Whether or not we agree fully with this speculation, Black’s approach is humane and is derived in good faith from evidence in the text. In turn, Black elucidates the text wonderfully. His opening and closing essays, and his notes at the end of each Canto, are as energetic as they are thorough. More than a glossary of medieval ideas, Black’s commentary integrates each explanation into the structure and development of Dante’s psychological drama.

Interpreting the Purgatorio is only half of Black’s task. A translator must keep faith not only with the meaning but also the experience of the text. Black has opted for a verse translation, wisely refraining from rhyme but employing a loose and unobtrusive pentameter and keeping Dante’s tercet, a design that maintains momentum strongly. Black’s rule was to stay ‘as close as possible to the movement of Dante’s thought’, rather than seek pedantic parallel meanings. More than pace or rhythm, ‘movement’ here means drive, agility, immediacy of detail, and, most importantly, an impression of restless mental activity. Each line and tercet of Black’s verse is calculated to match Dante’s in conveying the cascade and interlacing of thoughts, through and around the narrative. Black has a gift for condensed and aphoristic single lines – ‘that noble shoot that sprang from humble grass’ (Canto XIV), ‘you gather darkness from the light itself!’ (Canto XV) – and his immense labour appears, in most places, effortless. Even the passages of theological or moral discourse skip along, thanks to a deft use of monosyllables. Unfortunately, the focus on ‘texture and movement’ creates some results that upset tone and register. Black acknowledges the influence of J.D. Sinclair’s biblically inflected prose translation (OUP, 1939–46) on his approach to passages of dramatic weight and moral gravity, but frequently, and inconsistently, for the sake of metre, he resorts to contractions – ‘it’s,’ ‘you’re,’ ‘can’t’, and the like – which sound awkward when spoken by solemn characters. Black also undercuts himself through the grating use of modern slang. Early on, Dante and Virgil search for a ‘doable’ path up the mountain, and in the next Canto the lethargic Belacqua scoffs, ‘OK, you climb, if you’re so energetic!’ In compensation, Black translates some of Dante’s most decisive scenes superbly. Dante’s reunion with Beatrice is as tense and poignant as it should be, and Dante’s speech about the vocation of poetry (in Canto XXIV) is as confident and straightforward in Black’s English as in Dante’s Italian, rendering the crucial phrase ‘a quel modo / ch’è ditta dentro vo significando’ as, ‘I go, / as he [Love] commands me inwardly, making meaning.’

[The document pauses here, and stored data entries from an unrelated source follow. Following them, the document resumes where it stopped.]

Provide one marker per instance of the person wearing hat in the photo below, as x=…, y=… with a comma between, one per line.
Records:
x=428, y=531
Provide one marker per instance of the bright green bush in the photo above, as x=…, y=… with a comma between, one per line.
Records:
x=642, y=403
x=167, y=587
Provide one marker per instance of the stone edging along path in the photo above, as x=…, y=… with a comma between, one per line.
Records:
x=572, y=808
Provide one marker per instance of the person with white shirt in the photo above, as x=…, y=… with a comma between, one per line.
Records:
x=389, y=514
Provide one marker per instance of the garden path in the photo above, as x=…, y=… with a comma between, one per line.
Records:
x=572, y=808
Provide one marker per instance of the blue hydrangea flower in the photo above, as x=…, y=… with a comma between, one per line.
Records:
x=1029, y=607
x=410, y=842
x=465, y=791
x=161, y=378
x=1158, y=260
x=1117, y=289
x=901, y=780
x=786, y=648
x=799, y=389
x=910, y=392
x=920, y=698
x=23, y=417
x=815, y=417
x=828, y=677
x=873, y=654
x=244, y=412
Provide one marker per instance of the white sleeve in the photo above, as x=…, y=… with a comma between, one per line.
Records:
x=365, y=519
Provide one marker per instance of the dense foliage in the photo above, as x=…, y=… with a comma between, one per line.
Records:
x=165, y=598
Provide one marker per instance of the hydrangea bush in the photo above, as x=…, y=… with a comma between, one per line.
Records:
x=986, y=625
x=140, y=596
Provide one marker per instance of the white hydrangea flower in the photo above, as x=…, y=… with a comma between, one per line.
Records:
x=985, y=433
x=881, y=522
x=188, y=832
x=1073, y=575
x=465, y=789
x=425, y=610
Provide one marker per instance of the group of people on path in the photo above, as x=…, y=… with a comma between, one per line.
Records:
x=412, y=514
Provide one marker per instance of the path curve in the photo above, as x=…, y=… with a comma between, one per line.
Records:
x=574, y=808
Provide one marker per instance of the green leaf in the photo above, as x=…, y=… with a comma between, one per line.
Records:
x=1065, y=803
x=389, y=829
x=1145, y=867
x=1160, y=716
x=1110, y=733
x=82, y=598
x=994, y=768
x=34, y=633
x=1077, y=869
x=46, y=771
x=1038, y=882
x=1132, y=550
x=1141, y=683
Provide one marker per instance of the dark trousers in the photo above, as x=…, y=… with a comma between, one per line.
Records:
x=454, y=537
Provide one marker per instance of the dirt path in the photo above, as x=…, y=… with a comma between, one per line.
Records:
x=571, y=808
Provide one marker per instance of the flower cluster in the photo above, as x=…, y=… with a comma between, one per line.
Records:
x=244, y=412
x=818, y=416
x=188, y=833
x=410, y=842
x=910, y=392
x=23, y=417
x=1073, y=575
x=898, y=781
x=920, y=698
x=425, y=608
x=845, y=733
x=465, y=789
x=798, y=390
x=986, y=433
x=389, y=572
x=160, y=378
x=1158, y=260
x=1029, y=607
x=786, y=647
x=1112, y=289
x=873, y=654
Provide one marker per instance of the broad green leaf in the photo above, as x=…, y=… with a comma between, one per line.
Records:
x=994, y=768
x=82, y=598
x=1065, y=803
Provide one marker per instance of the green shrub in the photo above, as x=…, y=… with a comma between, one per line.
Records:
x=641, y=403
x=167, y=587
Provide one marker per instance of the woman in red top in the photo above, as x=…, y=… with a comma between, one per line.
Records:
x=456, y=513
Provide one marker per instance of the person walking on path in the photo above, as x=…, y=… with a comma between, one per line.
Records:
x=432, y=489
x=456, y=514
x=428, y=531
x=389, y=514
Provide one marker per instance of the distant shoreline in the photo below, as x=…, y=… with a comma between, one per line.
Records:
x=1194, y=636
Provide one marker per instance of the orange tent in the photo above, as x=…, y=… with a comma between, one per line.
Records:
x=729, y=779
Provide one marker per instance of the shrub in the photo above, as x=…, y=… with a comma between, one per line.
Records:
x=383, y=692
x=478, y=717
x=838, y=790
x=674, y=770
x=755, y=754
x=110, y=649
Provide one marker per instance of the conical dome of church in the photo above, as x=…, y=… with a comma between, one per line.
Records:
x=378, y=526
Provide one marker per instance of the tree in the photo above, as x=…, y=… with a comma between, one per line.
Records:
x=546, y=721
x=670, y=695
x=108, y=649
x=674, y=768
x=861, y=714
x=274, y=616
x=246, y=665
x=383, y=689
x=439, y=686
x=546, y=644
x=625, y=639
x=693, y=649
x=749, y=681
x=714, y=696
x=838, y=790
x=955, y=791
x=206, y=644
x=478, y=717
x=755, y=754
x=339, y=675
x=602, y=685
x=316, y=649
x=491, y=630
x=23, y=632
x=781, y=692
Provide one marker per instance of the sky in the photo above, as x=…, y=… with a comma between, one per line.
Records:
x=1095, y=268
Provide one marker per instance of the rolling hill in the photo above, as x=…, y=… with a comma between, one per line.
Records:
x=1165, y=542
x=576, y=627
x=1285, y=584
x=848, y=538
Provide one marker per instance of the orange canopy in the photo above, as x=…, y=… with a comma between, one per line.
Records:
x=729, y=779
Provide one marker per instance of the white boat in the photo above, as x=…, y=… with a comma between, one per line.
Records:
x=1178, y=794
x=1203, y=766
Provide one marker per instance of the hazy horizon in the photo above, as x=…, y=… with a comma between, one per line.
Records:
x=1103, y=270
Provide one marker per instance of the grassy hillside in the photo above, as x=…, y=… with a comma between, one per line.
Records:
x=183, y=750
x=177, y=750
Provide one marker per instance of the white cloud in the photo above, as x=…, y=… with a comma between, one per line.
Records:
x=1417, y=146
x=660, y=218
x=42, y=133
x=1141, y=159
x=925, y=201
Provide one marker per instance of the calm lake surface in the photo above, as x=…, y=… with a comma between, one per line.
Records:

The overall poetic quality of the translation is impressive in an edition that already does more than most to portray Dante as a thinking individual and to bring a general audience closer to him. Our contact with Dante can only be fleeting, but Black makes him as hauntingly present as the departed souls whom Dante himself glimpses. As Black puts it in Canto XXVI, ‘He vanished then in the refining fire.’